SentryBlur

Local, offline object redaction for video, with one command.

demo.mp4

Note The demo above is sped up. Actual runtime depends on hardware, the clip was processed on an M1 Pro MBP (16 GB RAM); expect faster results on better hardware. See the Performance table for details.

Getting Started

Install uv (if you don't have it):

macOS/Linux:

curl -LsSf https://astral.sh/uv/install.sh | sh

Windows:

powershell -c "irm https://astral.sh/uv/install.ps1 | iex"

Clone and install

git clone https://github.com/ssrajadh/sentryblur.git
cd sentryblur

# Faces only (base)
uv tool install .

# Or, all detectors (faces + plates + natural-language prompt) in one command:
uv tool install '.[plates,prompt]' --with git+https://github.com/facebookresearch/sam2.git

uv tool install re-resolves on each invocation rather than merging, so multiple sequential installs would silently drop earlier extras. Use a single command with all the extras you want, plus --with for SAM 2 (which isn't on PyPI). To upgrade later, re-run the same command.

Run

sentryblur faces  video.mp4                          # → video_blurred.mp4
sentryblur plates video.mp4                          # → video_blurred.mp4
sentryblur prompt video.mp4 "road signs"          # → video_blurred.mp4
sentryblur faces  video.mp4 --preview                # → video_preview.jpg (3x3 contact sheet)
sentryblur prompt video.mp4 "phone screen" --preview

ffmpeg must be on PATH (brew install ffmpeg on macOS, apt install ffmpeg on Ubuntu).

Why SentryBlur

Local, offline. No API keys, no cloud upload. Footage never leaves your machine. Detection runs on CPU by default; CUDA optional.
Preview-first. --preview renders a 3x3 contact sheet of detector output across keyframes so you can verify quality before committing to a full render of sensitive footage.
Composes with SentrySearch. Search footage with SentrySearch, then redact the matching clip with sentryblur faces --last, sentryblur plates --last, or sentryblur prompt --last "..." — --last picks up the most recent clip SentrySearch saved, no path-passing required.

Install

From a local clone. Pick one — uv tool install re-resolves on each invocation, so running multiple installs sequentially will drop earlier extras. Always pass every extra you want in a single command.

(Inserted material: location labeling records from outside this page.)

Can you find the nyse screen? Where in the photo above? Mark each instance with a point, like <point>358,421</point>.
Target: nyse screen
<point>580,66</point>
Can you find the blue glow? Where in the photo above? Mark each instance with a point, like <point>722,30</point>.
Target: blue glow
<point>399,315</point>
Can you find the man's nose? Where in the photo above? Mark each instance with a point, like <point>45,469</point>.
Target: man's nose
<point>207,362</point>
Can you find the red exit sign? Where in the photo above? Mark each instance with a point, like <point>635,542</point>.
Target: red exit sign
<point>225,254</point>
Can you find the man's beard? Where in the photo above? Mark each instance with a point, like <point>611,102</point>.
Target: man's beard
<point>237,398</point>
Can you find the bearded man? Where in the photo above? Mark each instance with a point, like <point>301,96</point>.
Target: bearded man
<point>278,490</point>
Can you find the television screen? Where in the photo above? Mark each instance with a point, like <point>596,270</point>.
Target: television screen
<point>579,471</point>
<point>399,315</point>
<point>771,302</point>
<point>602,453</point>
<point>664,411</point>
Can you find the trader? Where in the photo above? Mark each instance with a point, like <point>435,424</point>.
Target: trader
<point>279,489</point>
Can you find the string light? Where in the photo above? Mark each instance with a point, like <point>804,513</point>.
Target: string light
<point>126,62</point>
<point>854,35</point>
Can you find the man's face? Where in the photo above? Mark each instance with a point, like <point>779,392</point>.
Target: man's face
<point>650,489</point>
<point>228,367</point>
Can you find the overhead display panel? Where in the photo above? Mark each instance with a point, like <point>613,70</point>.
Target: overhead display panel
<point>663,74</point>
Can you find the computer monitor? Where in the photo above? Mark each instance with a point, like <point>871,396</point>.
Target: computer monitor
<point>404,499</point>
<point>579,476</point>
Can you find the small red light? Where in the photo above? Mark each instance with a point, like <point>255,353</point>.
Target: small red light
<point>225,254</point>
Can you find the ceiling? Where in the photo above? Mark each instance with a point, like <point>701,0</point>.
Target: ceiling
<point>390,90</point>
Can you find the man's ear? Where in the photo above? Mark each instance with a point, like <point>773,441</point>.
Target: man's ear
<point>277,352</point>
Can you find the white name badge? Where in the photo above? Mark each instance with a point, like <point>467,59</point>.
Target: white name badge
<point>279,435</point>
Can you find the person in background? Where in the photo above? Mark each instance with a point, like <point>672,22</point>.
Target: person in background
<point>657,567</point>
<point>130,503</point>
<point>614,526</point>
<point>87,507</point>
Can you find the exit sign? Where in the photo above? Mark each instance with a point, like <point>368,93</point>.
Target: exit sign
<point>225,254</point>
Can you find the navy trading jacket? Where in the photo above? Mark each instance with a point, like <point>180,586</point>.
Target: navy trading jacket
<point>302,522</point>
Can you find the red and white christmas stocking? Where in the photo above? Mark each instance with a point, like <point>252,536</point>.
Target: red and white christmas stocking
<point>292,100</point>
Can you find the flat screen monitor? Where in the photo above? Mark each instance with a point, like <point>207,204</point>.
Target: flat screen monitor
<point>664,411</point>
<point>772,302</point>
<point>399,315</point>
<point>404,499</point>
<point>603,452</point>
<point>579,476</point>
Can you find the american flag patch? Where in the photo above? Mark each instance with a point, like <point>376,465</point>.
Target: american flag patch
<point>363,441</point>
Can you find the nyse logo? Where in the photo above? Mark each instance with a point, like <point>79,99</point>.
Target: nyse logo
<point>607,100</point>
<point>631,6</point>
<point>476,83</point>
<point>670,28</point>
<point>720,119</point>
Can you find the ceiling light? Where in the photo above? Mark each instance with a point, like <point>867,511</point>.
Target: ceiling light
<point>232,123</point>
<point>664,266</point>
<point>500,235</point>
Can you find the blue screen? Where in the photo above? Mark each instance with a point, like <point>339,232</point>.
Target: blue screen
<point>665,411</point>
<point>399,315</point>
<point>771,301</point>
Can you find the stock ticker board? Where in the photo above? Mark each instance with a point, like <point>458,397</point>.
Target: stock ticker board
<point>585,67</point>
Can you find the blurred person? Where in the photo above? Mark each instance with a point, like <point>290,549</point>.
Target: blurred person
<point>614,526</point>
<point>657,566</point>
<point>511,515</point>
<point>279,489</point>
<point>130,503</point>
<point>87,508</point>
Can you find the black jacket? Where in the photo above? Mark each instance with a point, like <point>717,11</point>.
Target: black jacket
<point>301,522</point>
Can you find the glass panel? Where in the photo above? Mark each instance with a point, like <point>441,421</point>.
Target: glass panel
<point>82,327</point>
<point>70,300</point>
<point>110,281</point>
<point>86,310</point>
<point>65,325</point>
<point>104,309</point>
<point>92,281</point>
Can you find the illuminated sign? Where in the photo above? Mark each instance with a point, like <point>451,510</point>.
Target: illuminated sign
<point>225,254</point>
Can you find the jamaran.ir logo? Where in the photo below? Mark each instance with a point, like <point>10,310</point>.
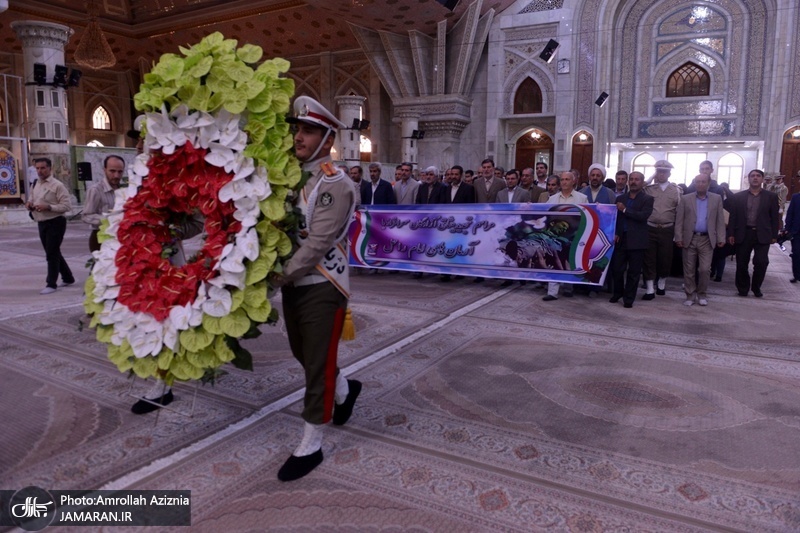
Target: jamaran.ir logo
<point>32,508</point>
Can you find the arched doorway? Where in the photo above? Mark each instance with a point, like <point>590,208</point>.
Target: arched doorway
<point>533,147</point>
<point>790,159</point>
<point>582,152</point>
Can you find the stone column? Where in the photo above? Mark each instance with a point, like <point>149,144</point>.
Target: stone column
<point>409,121</point>
<point>349,140</point>
<point>48,128</point>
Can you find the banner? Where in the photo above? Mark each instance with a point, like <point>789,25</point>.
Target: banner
<point>541,242</point>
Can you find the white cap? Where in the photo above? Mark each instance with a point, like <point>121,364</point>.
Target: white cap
<point>599,167</point>
<point>308,110</point>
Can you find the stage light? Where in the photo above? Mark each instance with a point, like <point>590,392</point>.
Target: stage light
<point>39,73</point>
<point>549,51</point>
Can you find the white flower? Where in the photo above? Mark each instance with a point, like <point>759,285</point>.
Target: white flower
<point>219,302</point>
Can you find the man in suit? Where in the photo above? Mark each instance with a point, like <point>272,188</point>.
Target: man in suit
<point>596,192</point>
<point>792,228</point>
<point>405,188</point>
<point>752,227</point>
<point>699,227</point>
<point>457,192</point>
<point>631,238</point>
<point>513,193</point>
<point>376,191</point>
<point>528,182</point>
<point>488,185</point>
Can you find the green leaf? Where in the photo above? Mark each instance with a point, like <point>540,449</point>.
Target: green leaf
<point>249,53</point>
<point>235,324</point>
<point>145,367</point>
<point>202,67</point>
<point>212,324</point>
<point>195,339</point>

# Faces only (~50 MB of deps)
uv tool install .

# Faces + plates
uv tool install '.[plates]'

# Faces + plates + prompt (natural-language redaction).
# SAM 2 is not on PyPI, so pass it via --with so it lands in the same uv-managed
# venv as sentryblur itself. A bare `pip install git+...sam2.git` writes to
# whatever Python is first on your PATH and won't be visible to `sentryblur`.
uv tool install '.[plates,prompt]' --with git+https://github.com/facebookresearch/sam2.git

Hardware: prompt requires an NVIDIA GPU or Apple Silicon (16 GB+ unified memory). CPU is not supported.

To upgrade after pulling new commits, re-run the same command.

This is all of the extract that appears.